Here are some of the changes for 2018
New Tax Brackets
Tax Rate Single Married/Joint& Widow(er) Married/Separate Head of Household
10% $1 to $9,525 $1 to $19,050 $1 to $9,525 $1 to $13,600
12% $9,526 to $38,700 $19,051 to $77,400 $9,526 to $38,700 $13,601 to 1,800
22% $38,701 to $82,500 $77,401 to $165,000 $38,701 to $82,500 $51,801 to $82,500
24% $82,501 to $157,500 $165,001 to $315,000 $82,501 to $157,500 $82,501 to 157,500
32% $157,501 to $200,000 $315,001 to $400,000 $157,501 to $200,000 $157,500 to $200,000
35% $200,001 to $500,000 $400,001 to $600,000 $200,001 to $300,000 $200,001 to $500,000
37% over $500,000 over $600,000 over $300,000 over $500,000
The personal exemption of $4,050 was eliminated – This was a big loss for taxpayers with kids.
2018 Standard Tax Deduction Table for 2018 Return Filed in 2019
Filing Status Standard Deduction
Single $12,000
Head of Household $18,000
Married Filing Separately $12,000
Married Filing Jointly $24,000
Qualifying Widow(er) $24,000
For 2018, the additional standard deduction amount for the aged or the blind is $1,300. The additional standard deduction amount increases to $1,600 for unmarried taxpayers.
The Child Tax Credit has been increased.

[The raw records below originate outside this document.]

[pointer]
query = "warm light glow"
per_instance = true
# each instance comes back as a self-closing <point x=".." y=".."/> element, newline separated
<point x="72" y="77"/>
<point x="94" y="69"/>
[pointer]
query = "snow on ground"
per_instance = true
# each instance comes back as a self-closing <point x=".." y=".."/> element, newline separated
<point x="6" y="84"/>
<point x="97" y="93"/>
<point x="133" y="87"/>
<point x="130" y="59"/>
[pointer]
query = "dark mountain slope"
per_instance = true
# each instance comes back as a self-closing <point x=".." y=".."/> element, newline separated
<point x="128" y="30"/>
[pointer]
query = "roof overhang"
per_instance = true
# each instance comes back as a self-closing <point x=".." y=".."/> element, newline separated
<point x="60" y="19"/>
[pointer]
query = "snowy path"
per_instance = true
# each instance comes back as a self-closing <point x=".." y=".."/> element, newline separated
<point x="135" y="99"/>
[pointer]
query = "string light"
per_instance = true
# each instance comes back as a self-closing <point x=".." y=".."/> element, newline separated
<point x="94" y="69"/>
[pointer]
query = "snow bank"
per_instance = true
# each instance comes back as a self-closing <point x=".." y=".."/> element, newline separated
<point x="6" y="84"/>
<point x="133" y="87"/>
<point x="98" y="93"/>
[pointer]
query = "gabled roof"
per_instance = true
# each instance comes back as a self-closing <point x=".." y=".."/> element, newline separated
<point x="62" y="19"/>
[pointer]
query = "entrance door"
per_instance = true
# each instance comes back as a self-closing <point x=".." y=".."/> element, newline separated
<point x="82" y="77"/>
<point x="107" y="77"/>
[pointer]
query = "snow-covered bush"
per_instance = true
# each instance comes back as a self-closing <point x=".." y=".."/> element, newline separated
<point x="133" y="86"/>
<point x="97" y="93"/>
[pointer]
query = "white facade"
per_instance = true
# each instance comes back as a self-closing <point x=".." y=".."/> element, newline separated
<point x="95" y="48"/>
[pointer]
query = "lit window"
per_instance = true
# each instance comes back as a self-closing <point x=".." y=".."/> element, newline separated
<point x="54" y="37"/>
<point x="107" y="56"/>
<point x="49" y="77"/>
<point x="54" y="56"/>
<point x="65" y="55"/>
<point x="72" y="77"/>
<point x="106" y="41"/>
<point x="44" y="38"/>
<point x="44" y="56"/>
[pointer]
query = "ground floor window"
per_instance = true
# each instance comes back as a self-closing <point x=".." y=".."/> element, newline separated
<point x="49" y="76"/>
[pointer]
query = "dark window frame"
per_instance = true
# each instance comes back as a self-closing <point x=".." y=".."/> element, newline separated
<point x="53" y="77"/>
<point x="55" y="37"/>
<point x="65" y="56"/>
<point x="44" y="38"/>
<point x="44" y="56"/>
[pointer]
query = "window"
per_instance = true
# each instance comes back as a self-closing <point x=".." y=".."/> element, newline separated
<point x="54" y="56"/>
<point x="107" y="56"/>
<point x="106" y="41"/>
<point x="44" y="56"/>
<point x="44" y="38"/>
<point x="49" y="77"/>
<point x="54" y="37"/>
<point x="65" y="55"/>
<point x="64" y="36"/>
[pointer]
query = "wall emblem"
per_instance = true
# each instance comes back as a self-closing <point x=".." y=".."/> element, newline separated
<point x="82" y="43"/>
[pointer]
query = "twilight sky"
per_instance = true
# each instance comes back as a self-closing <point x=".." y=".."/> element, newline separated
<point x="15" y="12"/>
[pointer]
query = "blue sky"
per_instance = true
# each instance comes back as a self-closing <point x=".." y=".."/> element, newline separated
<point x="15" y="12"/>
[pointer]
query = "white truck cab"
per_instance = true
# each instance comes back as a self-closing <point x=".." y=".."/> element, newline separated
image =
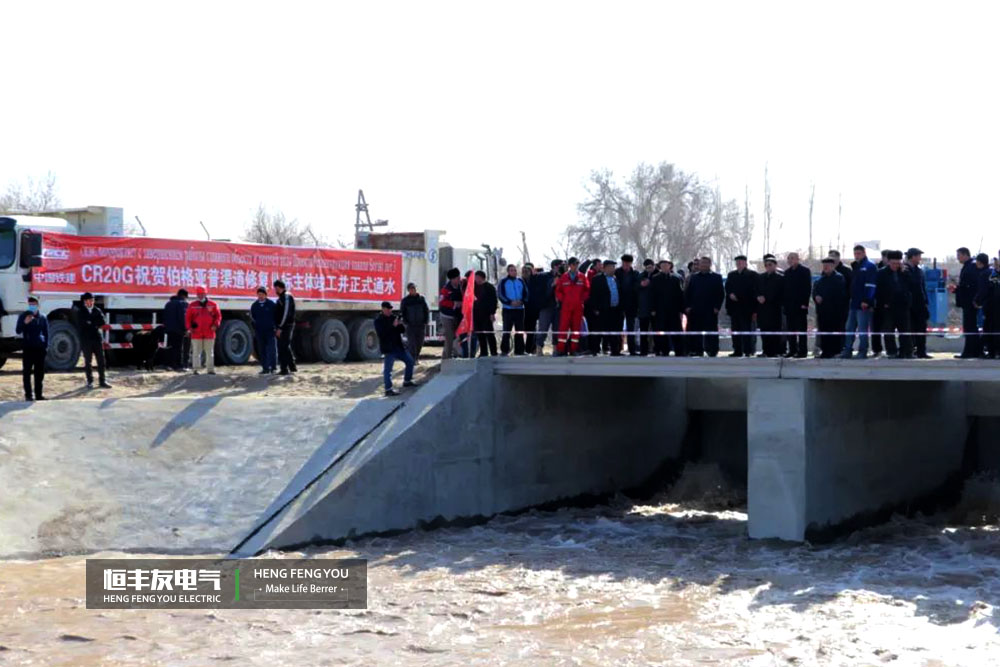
<point x="21" y="250"/>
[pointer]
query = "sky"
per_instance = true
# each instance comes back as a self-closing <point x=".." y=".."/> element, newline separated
<point x="486" y="119"/>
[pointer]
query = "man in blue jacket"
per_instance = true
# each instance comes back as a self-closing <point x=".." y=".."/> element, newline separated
<point x="513" y="293"/>
<point x="33" y="328"/>
<point x="859" y="317"/>
<point x="262" y="314"/>
<point x="703" y="299"/>
<point x="965" y="293"/>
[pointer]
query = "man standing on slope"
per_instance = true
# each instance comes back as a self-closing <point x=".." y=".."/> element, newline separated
<point x="202" y="319"/>
<point x="572" y="290"/>
<point x="859" y="317"/>
<point x="284" y="327"/>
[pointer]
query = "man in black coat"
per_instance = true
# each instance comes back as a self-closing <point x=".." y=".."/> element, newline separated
<point x="668" y="306"/>
<point x="606" y="306"/>
<point x="541" y="290"/>
<point x="174" y="318"/>
<point x="628" y="279"/>
<point x="284" y="327"/>
<point x="415" y="314"/>
<point x="703" y="300"/>
<point x="831" y="309"/>
<point x="965" y="293"/>
<point x="741" y="304"/>
<point x="843" y="270"/>
<point x="798" y="290"/>
<point x="919" y="311"/>
<point x="990" y="301"/>
<point x="982" y="301"/>
<point x="484" y="314"/>
<point x="531" y="307"/>
<point x="89" y="324"/>
<point x="389" y="329"/>
<point x="893" y="297"/>
<point x="770" y="299"/>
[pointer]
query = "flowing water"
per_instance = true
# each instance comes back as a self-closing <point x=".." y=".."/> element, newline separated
<point x="668" y="582"/>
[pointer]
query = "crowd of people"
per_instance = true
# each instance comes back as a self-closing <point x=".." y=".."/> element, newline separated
<point x="190" y="328"/>
<point x="591" y="307"/>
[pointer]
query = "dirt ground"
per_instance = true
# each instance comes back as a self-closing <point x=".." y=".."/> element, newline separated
<point x="345" y="380"/>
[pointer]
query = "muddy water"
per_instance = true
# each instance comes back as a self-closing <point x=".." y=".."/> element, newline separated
<point x="622" y="584"/>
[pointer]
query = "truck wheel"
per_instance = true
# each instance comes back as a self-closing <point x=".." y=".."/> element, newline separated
<point x="332" y="340"/>
<point x="233" y="342"/>
<point x="64" y="346"/>
<point x="364" y="340"/>
<point x="303" y="345"/>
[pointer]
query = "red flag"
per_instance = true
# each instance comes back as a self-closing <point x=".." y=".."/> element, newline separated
<point x="465" y="326"/>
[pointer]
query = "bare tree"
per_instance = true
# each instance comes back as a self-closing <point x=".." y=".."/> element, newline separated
<point x="812" y="199"/>
<point x="767" y="212"/>
<point x="273" y="228"/>
<point x="657" y="211"/>
<point x="30" y="196"/>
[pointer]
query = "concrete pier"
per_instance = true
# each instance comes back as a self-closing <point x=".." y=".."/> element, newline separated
<point x="821" y="445"/>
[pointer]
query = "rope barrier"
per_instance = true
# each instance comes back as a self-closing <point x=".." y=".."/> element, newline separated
<point x="728" y="333"/>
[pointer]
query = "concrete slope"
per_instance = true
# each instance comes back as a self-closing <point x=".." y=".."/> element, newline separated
<point x="470" y="443"/>
<point x="164" y="475"/>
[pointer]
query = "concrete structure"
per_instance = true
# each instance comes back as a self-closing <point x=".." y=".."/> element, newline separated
<point x="820" y="445"/>
<point x="163" y="475"/>
<point x="494" y="435"/>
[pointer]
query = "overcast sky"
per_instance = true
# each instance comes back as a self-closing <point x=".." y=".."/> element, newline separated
<point x="486" y="121"/>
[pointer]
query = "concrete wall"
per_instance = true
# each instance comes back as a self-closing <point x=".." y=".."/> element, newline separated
<point x="470" y="444"/>
<point x="160" y="475"/>
<point x="824" y="452"/>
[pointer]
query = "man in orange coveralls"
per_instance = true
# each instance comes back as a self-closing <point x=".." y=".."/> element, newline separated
<point x="572" y="289"/>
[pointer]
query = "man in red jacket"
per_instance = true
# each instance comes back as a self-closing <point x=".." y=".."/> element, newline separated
<point x="572" y="290"/>
<point x="203" y="318"/>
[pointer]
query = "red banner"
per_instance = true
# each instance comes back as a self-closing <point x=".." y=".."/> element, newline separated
<point x="159" y="267"/>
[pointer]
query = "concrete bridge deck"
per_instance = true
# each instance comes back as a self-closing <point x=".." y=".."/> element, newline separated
<point x="819" y="443"/>
<point x="940" y="369"/>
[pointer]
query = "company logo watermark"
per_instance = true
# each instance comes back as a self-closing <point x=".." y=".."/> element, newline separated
<point x="254" y="583"/>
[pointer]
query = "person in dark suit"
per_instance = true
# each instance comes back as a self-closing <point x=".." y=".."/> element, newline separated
<point x="174" y="318"/>
<point x="703" y="300"/>
<point x="606" y="306"/>
<point x="830" y="298"/>
<point x="919" y="311"/>
<point x="484" y="314"/>
<point x="770" y="300"/>
<point x="741" y="304"/>
<point x="89" y="324"/>
<point x="965" y="293"/>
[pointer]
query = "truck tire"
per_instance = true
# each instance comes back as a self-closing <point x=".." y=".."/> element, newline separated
<point x="303" y="345"/>
<point x="64" y="346"/>
<point x="331" y="340"/>
<point x="233" y="342"/>
<point x="364" y="340"/>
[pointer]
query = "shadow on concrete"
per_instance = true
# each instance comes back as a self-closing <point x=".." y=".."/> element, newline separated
<point x="186" y="418"/>
<point x="13" y="406"/>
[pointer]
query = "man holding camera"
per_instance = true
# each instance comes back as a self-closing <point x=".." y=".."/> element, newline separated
<point x="389" y="327"/>
<point x="33" y="328"/>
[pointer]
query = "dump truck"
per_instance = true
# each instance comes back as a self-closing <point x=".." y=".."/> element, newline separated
<point x="57" y="255"/>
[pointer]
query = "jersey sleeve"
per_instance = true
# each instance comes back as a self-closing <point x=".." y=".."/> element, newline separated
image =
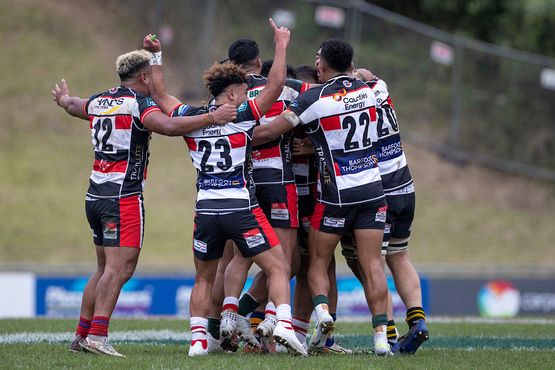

If you qualify, the credit can be worth up to $2,000 per child for Tax Year 2018-2025.
Does SALT (State and Local Tax) Apply To Me?
Since the standard deduction for your 2018 return almost doubles due to tax reform, (from $6,350 to $12,000 for single filers, $12,700 to $24,000 for married filing jointly and widow filers, and $9,350 to $18,000 for Heads of Household), it will not be beneficial for most taxpayers to itemize on their returns and the changes to the SALT deduction won’t affect them.
For Tax Year 2018, the EITC (Earned Income Tax Credit) is not available for taxpayers with an adjusted gross income over:
$15,270 with no Qualifying Children ($20,950 if married filing jointly)
$40,320 with one Qualifying Child ($46,010 if married filing jointly)
$45,802 with two Qualifying Children ($51,492 if married filing jointly)
$49,194 with three or more Qualifying Children ($54,884 if married filing jointly)
All miscellaneous deductions subject to 2% of your AGI are eliminated for Tax Years 2018-2025.
- Unreimbursed work expenses (tools, home office, supplies, uniform, job search)
- Qualified employee education expense
- Tax preparation services
- Professional Dues
- Moving expenses (except military personnel)
- Casualty loss (except national disasters designated by the President)
- Alimony Deduction
- And more….
The shared individual responsibility payment remains in place. Taxpayers that don’t maintain health insurance coverage must claim a waiver or exemption or be subject to the penalty. For 2018, the penalty is equal to 2.5% of your AGI, or $695 per adult and $347.50 per child, up to a maximum of $2,085, whichever is higher. That amount is unchanged from 2017. But will be repealed for 2019 thru 2026.
Estate tax
The estate exemption doubles to $11.2 million per individual and $22.4 million per couple in 2018.
Contribution limits for retirement savings
Employees who participate in certain retirement plans ‒ 401(k), 403(b) and most 457 plans, and the Thrift Savings Plan – can now contribute as much as $18,500 this year, a $500 increase from the $18,000 limit for 2017.